Gene therapy research in the future
Ohio State is conducting a number of ongoing studies looking at gene therapy for other neuromuscular diseases, including another type of SMA (SMARD1) and Charcot-Marie-Tooth disorder, a degenerative nerve disease. Additionally, Dr. Arnold, who is an associate professor – clinical at the College of Medicine, is investigating genetic-based therapies to improve age-related loss of physical function.
“Gene therapy is being used for many different applications,” he says. “The technology for hitting the right cells and having the right dose is still in progress so that it can be applied to more diseases. There are different strategies for different diseases, and other Ohio State researchers are studying how best to deliver gene therapies to address different disorders.”

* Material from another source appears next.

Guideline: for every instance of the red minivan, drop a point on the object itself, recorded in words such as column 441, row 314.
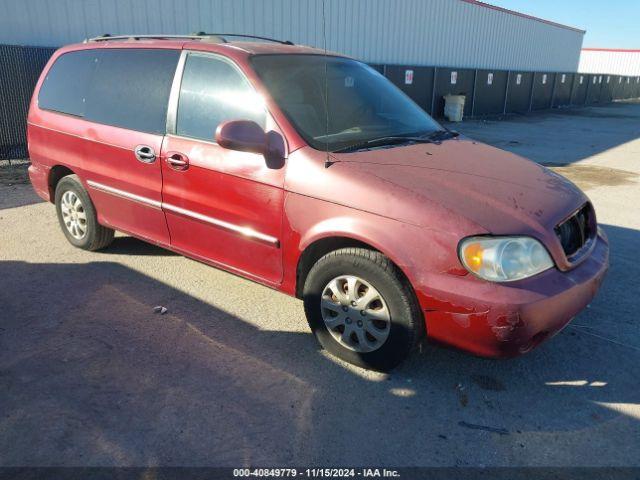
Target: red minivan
column 312, row 174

Reflecting on decades of research
“I was part of several of the pivotal preclinical studies, as well as the first-in-human clinical study, and was fortunate to be able to see the whole progression,” Dr. Arnold says. “There were days when I worked on all three studies (mouse, pig and human) on the same day. It was like I was stepping through different phases of the future.”
He was able to see firsthand what a difference gene therapy made in the lives of young patients.
“I got to see the first 15 babies who were treated with gene therapy every three months as part of the initial phase 1 study,” Dr. Arnold says. “They had this disease with a life expectancy of eight to 10 months, and we were seeing some of these children walking, talking and eating. Looking back, I don’t think I knew how amazing and historic it really was.”